Since we use dispatcher v2, which dispatches on hostname, we'll have to update /etc/config/hosts. Add an entry similar to the following. Ensure the first part of the domain starts with dashboard.:

127.0.0.1 dashboard.localhost

In this example, combined with docker-compose.dev.yml it should be accessible on dashboard.localhost:81

login (all environments)

For now, we use specic logins for the dashboard users. Each environement has its own passwords. To add a user, make sure to have installed mu-cli first.
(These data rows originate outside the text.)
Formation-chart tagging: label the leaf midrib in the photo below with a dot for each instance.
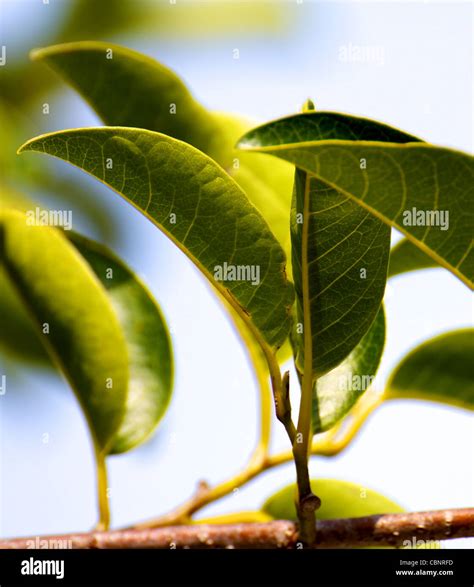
(266, 348)
(420, 244)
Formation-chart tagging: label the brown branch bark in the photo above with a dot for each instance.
(380, 530)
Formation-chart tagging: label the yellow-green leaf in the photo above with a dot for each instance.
(424, 191)
(440, 369)
(199, 207)
(74, 316)
(148, 344)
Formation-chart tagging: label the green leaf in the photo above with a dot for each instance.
(103, 74)
(199, 207)
(148, 344)
(440, 369)
(339, 499)
(334, 394)
(340, 256)
(405, 257)
(401, 184)
(77, 323)
(338, 248)
(126, 88)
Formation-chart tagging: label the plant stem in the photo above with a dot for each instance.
(307, 501)
(371, 531)
(102, 493)
(328, 446)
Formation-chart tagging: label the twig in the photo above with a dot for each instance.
(380, 530)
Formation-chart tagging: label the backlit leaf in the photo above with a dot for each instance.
(198, 206)
(424, 191)
(75, 319)
(147, 340)
(440, 369)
Then in docker-compose.override.yml

  dashboard-login
    environment:
      MU_APPLICATION_SALT: 'a_random_string_with_sufficient_entropy_hence_not_this_one'

You can generate by running mu script project-scripts generate-dashboard-login and following the steps. Restart migrations and it should work. Note: on DEV and QA, the passwords will be kept in on the server in docker-compose.override.yml

Additional notes:

mu-search is disabled

For performance reasons, mu-search is currently disabled.
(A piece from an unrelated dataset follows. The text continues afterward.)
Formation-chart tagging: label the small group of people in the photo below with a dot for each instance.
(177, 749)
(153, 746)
elasticsearch max_shards_per_node

By default elastic search has not enough shards for all org graph. This will crash search and a workaround should be applied

drc exec elasticsearch bash
curl -X PUT localhost:9200/_cluster/settings -H "Content-Type: application/json" -d '{ "persistent": { "cluster.max_shards_per_node": "7000" } }'
exit
drc up -d

Performance

  • The default virtuoso settings might be too weak if you need to ingest the production data. Hence, there is better config, you can take over in your docker-compose.override.yml
  virtuoso:
    volumes:
      - ./data/db:/data
      - ./config/virtuoso/virtuoso-production.ini:/data/virtuoso.ini
      - ./config/virtuoso/:/opt/virtuoso-scripts

Scripts

  • Build elasticsearch config:
    • make the scripts/project/build-elasticsearch-config/build.sh executable (chmod a+x)
    • make sure the virtuoso image is running
    • run mu script project-scripts build-elasticsearch-config

Vendor API

Some vendors need access to specific data inside Loket; as such, we expose an API that allows them to query data from their own designated graphs.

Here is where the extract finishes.